The 8-year-old Hurricane Boy has been strangely quiet as of late. Of course, that probably means a Category 5 eruption could be around the bend at any moment.
He has been discussing the pros and cons of getting a tattoo lately. So there will be no misunderstanding, I see no pros in getting a tattoo, only cons. Fine with me if you want one, but my son won’t have one as long as he is under my control, if indeed he has ever really been under my control.
I explained that no tattoo would happen while he lived with me. He protested and indicated he might just do it anyway. I then said, “Son, if you come home with a tattoo, you better be sure you can whip my butt — and I don’t think you are old enough for that just yet — ‘cause me and you are going to go a round or two if that happens.”
He quickly replied, “I’ll just wait until I’m about 18 and you’ll be 63 and old by then.”
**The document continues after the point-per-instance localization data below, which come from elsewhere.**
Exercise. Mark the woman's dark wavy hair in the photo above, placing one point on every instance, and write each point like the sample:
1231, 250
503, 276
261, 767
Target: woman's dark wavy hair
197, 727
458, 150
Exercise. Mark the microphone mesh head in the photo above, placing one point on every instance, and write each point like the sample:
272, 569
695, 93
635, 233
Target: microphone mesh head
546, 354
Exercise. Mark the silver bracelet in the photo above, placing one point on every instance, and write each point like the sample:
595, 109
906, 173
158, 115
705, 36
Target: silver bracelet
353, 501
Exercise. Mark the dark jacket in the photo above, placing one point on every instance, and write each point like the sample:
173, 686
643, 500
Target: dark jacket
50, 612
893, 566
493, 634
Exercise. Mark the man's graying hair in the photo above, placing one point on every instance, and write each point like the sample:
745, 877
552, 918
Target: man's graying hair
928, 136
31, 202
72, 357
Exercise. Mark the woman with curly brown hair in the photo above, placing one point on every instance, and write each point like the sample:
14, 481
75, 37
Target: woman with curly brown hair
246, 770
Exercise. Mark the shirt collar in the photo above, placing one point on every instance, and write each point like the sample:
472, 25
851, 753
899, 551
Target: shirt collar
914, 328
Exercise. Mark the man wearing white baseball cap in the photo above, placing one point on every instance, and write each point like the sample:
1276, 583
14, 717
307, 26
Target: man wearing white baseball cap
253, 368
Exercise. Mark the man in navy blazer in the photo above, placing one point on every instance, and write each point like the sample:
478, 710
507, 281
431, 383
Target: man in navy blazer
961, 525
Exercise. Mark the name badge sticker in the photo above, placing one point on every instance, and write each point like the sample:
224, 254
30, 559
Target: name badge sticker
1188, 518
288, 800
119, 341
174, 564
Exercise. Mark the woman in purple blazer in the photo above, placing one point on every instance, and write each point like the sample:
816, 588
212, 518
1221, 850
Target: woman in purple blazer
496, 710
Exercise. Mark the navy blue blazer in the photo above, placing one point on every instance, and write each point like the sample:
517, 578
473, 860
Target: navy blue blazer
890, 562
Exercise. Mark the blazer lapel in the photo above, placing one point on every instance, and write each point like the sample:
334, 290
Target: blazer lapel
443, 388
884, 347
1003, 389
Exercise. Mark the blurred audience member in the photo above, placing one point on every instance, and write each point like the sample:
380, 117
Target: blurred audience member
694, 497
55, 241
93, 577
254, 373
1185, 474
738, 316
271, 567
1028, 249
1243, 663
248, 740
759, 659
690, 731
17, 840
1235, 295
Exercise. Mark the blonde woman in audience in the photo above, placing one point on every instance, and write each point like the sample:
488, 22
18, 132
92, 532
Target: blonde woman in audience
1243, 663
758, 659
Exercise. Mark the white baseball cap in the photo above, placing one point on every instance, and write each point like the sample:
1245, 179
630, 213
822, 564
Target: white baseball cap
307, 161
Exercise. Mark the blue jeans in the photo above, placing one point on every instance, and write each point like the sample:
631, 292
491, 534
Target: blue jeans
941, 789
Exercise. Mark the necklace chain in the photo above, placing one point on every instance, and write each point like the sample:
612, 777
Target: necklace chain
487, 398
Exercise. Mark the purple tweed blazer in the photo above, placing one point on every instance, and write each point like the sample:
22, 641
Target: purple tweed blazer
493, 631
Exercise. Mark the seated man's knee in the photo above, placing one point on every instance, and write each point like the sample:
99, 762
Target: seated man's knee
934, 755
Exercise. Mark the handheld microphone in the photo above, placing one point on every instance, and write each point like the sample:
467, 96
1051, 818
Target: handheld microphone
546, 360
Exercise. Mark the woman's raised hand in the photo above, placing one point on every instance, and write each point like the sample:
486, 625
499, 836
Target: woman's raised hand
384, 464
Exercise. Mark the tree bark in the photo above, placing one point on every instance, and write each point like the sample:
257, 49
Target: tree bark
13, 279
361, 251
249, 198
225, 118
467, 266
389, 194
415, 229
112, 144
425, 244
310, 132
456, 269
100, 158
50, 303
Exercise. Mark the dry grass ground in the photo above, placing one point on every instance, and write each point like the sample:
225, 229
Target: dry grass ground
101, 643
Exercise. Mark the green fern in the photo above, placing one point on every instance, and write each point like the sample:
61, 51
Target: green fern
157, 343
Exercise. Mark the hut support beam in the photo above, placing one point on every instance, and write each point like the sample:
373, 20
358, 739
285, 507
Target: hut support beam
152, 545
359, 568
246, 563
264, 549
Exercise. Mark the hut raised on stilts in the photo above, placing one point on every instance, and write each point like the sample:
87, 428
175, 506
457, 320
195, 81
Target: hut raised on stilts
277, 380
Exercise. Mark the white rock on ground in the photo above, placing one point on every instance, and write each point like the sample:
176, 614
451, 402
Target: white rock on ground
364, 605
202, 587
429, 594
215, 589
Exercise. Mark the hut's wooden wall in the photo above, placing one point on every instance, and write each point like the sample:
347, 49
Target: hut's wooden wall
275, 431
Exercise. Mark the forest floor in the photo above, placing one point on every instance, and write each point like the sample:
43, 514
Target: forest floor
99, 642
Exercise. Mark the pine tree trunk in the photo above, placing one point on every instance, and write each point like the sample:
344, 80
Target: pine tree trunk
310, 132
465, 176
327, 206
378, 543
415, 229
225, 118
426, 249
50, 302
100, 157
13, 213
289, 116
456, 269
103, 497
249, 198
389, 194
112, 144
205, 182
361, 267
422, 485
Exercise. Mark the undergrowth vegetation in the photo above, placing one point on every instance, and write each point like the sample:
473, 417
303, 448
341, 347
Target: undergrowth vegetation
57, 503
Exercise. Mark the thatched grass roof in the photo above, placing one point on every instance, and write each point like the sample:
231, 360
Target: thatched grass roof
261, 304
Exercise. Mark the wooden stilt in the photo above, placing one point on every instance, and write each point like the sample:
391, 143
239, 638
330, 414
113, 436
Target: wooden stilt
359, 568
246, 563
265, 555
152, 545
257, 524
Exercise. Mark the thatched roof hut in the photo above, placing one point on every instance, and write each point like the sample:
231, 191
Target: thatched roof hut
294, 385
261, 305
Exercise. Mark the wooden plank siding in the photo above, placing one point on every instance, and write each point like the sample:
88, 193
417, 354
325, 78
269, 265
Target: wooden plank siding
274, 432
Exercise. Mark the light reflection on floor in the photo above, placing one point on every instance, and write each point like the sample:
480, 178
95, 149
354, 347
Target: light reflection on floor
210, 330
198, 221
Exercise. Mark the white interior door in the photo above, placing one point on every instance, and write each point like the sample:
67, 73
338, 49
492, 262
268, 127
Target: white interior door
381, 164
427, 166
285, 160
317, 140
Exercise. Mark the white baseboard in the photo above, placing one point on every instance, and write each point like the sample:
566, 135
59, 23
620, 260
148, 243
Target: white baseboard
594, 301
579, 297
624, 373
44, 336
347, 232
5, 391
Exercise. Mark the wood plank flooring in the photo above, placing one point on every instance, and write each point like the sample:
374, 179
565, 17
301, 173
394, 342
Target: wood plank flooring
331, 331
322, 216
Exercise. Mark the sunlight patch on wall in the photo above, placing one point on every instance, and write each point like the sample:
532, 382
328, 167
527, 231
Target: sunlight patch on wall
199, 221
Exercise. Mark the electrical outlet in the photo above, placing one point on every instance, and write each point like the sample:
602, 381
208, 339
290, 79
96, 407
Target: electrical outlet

I said, “Well, you don’t know how tough I might be at 63; don’t be too sure of yourself.”
He thought for a second and said, “Yeah, you’d probably beat me with your cane when I’m 18.”
It is comforting to know he gives me 10 more years before I bring out the cane. But with the miles I’ve put on, he could be right.
Then again, miles may not really mean that much. After all, George Jones spent most of his life trying to shorten it and he still lived past 80, God rest his soul. I understand the flag at the Jim Beam distillery is still at half-mast.
Ol’ George actually came to Albany around the early ‘80s after “He Stopped Loving Her Today” was a massive hit but before he quit drinking, if indeed he ever really did quit. He played at the short-lived Silver Saddle.
George rode up in the sidecar of a motorcycle, drunk. He sang two incoherent songs, got booed off the stage and sped off in the sidecar, leaving a very unhappy crowd behind. He was already called “No Show George” by this time, although I guess you couldn’t say he no-showed. At the time, I thought it was sort of funny, although I imagine the Silver Saddle owner may have viewed it a little differently.
Whatever can be said about George, there is no doubt he could sing country music. It would be impossible to produce a more syrupy, stereotypical country song than “He Stopped Loving Her Today.” Anyone else could have sung it and it would have been comical, but when George sang it, I felt like I was at the man’s funeral and it made me want to whip that lowdown tramp that broke his heart.
Of course, like most mournful I-wish-I-had-her-back songs, the majority of the blame for the breakup lies with the one singing the mournful tune. Most people felt it was autobiographical about ex-wife Tammy Wynette. Tammy once said she’d have stayed with him if he had ever been sober, but, hey, how can you write a good country song if somebody in it isn’t drunk? George figured, I guess, it may as well have been him.
He sang other great songs about rocking chairs and the grand tour. At his funeral, Laura Bush even said President Bush worked out listening to his old hit “White Lightning.” Judging by some of the decisions made by President Bush in the latter stages of the presidency, I’m not sure Bush wasn’t drinking some of the stuff.
If George — Jones, not Bush — hadn’t been drinking and carousing, there’s no telling how long he would have lived, but then we would have missed all those great songs.